Crowd joins McFerrin in song

Bobby McFerrin doesn’t need instruments – he carries an orchestra in his throat and writes symphonies with his audience members.

Last night, the philharmonic demon slinked onto the stage at a nearly packed Goldstein Auditorium and commenced a barrage of strange sounds you’d be hard-pressed to evoke from a synthesizer. The show, beautiful from start to finish, was the result of a musical interaction unseen at other shows, an interplay between audience and conductor that left the crowd awed and speechless.

After returning to the touring circuit following the production of an opera he co-wrote with Pulitzer Prize-winning playwright Tony Kushner in 2001, McFerrin has been perfecting his improvisational show.

It seems to have worked. His charisma, nearly as impressive as his vocal range, allowed him to work the crowd into his show without cheapening it with corny clap-alongs.

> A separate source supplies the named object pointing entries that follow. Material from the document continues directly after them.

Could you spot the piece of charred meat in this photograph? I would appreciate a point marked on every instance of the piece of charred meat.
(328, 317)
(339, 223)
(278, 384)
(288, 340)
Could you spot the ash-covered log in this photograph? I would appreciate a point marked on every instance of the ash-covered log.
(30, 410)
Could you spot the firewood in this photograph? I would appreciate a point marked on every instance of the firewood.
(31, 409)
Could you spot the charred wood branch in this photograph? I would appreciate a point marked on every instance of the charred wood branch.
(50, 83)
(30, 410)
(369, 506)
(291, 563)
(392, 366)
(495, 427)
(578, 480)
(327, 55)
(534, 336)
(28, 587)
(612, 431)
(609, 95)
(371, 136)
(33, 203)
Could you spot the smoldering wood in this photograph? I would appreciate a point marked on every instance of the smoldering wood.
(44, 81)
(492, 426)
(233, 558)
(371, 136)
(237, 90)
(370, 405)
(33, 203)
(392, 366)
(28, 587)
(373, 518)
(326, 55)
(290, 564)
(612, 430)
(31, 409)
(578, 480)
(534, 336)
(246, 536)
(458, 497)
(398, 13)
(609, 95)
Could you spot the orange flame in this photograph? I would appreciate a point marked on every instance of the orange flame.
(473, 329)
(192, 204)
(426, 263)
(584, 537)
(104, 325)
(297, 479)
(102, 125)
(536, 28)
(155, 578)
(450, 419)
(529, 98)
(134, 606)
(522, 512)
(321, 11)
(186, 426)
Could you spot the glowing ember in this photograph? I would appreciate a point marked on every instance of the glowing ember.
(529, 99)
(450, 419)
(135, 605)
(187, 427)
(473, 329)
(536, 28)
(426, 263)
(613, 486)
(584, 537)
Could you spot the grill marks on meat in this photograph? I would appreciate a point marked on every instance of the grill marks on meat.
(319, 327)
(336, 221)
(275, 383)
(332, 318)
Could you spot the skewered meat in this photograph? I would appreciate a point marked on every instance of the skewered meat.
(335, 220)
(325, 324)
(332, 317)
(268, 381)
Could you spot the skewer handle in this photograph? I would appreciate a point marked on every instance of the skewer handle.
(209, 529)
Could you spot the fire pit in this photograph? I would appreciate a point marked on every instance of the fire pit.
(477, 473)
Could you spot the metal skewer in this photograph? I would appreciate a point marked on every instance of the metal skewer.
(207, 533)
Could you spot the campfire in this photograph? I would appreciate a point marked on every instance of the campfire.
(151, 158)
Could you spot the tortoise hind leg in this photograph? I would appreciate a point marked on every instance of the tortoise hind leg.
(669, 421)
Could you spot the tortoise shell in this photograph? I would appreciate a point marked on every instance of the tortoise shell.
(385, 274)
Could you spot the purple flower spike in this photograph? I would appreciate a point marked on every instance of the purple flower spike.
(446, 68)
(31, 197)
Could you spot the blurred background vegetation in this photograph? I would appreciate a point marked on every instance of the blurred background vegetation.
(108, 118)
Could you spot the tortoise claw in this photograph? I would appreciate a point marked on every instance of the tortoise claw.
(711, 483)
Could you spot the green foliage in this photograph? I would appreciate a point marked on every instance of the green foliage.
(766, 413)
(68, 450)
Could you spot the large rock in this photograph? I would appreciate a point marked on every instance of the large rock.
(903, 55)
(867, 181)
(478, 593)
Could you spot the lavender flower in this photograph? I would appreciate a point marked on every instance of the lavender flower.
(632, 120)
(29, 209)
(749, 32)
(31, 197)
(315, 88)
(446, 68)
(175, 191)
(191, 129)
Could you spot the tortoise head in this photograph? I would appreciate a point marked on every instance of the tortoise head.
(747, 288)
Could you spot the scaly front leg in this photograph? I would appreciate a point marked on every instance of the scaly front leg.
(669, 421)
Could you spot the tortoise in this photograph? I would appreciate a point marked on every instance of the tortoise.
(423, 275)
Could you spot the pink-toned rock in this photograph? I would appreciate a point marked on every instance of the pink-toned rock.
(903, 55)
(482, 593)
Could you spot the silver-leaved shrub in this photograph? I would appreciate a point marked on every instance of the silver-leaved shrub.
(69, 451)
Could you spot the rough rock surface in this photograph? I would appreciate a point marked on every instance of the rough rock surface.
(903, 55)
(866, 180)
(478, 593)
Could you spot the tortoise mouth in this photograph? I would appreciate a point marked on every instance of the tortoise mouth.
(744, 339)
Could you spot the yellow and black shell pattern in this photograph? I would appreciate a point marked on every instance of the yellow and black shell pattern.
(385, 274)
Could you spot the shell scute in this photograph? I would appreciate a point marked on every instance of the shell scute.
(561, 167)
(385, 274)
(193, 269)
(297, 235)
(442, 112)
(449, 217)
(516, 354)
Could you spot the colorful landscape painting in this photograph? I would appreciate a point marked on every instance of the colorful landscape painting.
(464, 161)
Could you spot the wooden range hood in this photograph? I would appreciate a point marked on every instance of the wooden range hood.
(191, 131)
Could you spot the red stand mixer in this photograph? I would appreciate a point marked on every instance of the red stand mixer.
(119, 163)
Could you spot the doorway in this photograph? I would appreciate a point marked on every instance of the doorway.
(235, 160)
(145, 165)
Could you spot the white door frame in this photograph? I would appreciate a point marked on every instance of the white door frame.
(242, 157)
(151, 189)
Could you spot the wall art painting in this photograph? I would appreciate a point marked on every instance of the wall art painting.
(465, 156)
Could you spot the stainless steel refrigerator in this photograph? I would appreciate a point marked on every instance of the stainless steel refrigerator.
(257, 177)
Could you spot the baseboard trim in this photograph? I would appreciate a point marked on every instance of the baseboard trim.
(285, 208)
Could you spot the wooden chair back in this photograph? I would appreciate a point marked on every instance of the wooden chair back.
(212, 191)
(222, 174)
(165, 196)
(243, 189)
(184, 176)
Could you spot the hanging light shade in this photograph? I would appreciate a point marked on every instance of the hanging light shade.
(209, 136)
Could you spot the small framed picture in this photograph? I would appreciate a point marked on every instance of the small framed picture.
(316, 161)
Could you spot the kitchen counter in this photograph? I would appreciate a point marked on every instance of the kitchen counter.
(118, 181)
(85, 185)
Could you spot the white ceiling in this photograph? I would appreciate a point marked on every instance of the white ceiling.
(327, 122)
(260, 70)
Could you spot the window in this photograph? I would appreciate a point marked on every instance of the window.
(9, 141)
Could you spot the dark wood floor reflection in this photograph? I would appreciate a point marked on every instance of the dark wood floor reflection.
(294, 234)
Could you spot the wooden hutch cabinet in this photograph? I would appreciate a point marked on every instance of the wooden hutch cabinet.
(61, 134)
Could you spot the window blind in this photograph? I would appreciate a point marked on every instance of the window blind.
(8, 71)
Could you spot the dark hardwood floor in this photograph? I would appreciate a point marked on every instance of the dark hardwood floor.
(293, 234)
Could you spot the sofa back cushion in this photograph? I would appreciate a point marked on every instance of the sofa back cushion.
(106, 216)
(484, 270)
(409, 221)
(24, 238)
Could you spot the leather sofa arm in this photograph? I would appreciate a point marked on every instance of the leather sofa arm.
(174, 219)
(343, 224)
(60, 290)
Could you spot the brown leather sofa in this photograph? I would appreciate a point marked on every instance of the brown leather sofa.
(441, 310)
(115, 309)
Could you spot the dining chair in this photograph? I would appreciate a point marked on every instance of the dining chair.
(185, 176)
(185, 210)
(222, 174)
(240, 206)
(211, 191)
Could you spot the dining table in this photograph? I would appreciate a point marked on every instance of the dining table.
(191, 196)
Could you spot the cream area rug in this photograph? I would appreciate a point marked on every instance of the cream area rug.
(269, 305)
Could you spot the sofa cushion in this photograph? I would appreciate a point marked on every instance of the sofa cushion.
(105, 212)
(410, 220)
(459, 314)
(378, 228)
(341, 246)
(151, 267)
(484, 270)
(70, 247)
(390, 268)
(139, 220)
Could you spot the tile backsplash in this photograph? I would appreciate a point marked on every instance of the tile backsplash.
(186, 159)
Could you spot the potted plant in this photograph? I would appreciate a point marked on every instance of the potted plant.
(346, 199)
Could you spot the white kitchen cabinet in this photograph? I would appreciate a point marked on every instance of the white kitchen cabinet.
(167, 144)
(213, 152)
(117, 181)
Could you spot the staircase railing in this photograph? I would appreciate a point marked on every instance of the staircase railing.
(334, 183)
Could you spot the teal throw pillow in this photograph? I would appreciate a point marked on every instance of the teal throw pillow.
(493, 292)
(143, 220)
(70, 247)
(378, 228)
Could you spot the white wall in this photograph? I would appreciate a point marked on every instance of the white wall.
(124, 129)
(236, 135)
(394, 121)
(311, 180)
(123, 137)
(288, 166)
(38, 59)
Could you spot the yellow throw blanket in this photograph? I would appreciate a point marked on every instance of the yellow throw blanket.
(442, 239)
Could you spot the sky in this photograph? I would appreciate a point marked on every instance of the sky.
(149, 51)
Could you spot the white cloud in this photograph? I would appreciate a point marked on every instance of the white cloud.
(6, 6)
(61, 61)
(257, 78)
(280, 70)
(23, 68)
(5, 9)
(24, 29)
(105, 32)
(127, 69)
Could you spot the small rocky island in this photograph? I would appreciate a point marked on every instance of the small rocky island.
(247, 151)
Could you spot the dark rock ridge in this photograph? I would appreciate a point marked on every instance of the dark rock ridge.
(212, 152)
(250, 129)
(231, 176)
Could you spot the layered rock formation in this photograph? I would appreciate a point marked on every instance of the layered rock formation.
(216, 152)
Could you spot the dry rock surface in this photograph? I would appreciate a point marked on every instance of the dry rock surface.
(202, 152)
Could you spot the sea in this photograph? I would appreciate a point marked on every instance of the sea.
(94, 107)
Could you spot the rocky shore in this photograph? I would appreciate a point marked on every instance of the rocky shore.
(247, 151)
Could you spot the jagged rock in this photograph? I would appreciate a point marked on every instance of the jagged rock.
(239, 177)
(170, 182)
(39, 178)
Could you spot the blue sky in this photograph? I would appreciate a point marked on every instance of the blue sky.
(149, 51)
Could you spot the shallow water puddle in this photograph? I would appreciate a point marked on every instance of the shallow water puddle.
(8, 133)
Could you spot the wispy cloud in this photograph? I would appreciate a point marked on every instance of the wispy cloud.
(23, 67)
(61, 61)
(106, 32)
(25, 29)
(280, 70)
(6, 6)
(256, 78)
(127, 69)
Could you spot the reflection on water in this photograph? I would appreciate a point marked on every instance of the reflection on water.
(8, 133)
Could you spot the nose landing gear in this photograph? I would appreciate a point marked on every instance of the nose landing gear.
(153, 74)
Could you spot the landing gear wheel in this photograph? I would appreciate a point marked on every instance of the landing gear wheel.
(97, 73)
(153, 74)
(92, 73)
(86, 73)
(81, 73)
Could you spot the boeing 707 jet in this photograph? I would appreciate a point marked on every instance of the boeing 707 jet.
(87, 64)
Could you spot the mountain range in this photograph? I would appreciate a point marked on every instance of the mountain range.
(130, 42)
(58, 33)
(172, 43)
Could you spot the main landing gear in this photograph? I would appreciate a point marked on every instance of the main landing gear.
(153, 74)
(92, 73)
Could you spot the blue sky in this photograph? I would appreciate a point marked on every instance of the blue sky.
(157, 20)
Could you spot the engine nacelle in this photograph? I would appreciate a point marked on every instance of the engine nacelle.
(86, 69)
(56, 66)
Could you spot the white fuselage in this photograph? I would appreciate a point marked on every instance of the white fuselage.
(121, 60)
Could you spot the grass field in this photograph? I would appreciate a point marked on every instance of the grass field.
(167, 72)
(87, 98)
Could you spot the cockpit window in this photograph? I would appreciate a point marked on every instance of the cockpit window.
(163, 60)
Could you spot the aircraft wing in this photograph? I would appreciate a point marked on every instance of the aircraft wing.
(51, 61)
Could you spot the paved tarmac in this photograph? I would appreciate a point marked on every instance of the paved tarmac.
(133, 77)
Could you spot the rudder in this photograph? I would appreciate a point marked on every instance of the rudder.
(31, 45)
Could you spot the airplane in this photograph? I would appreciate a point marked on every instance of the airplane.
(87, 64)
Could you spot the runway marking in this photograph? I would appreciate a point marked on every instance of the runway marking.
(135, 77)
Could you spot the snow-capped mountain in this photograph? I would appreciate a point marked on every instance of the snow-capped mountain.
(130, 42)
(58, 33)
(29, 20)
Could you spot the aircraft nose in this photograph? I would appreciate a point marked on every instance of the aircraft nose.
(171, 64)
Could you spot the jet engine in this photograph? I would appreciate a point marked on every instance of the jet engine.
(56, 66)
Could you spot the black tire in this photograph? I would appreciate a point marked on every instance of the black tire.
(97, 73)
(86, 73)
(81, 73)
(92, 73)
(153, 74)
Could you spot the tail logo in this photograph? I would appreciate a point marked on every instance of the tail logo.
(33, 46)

McFerrin opened with a soulful improvisational piece in which he exhibited his chilling ability to ‘sing’ a bass line under a soaring melody, seemingly at the same time. He twisted and stretched his eight-octave sonic palate into a range of sounds, sometimes melodic, sometimes comical, but always astounding to the ears.



The audience bit started innocently enough, with a jazzy, two-note harmony that the crowd sang at certain points during a McFerrin bass line when he raised his hand. He then coaxed the crowd into repeating increasingly complicated scat patterns until they could handle no more.

Eventually, after a round of ‘Itsy Bitsy Spider’ for the kids, he convinced the crowd to sing Gounod’s ‘Ave Maria’ – by themselves – while he sang Bach’s First Prelude. The amazing part of this segment is that the crowd (at least those who knew the tune) sang beautifully on top of McFerrin’s extra-human rendition of what was intended by Bach to be a simple piano piece. Voices from the crowd blended perfectly with McFerrin’s to create a cascading wave of sound in Goldstein Auditorium which brought tears to some audience members’ eyes.

McFerrin also engaged in brief duets with random crowd members, which was amazing to hear. He must have an eye for a good voice, since none of the five were too far off-pitch.

To close out the show, McFerrin performed a whirlwind summary of ‘The Wizard of Oz,’ playing all the parts (impossibly high and low) in a furious musical medley, complete with dancing. It brought down the house.

When musicians try to pull off audience participation, it most often results in a lame sing-along, voices fizzling out halfway through on account of boredom. But McFerrin, with his arsenal of a voice and endearing persona, brought hope back to the idea of improvisation through collaboration.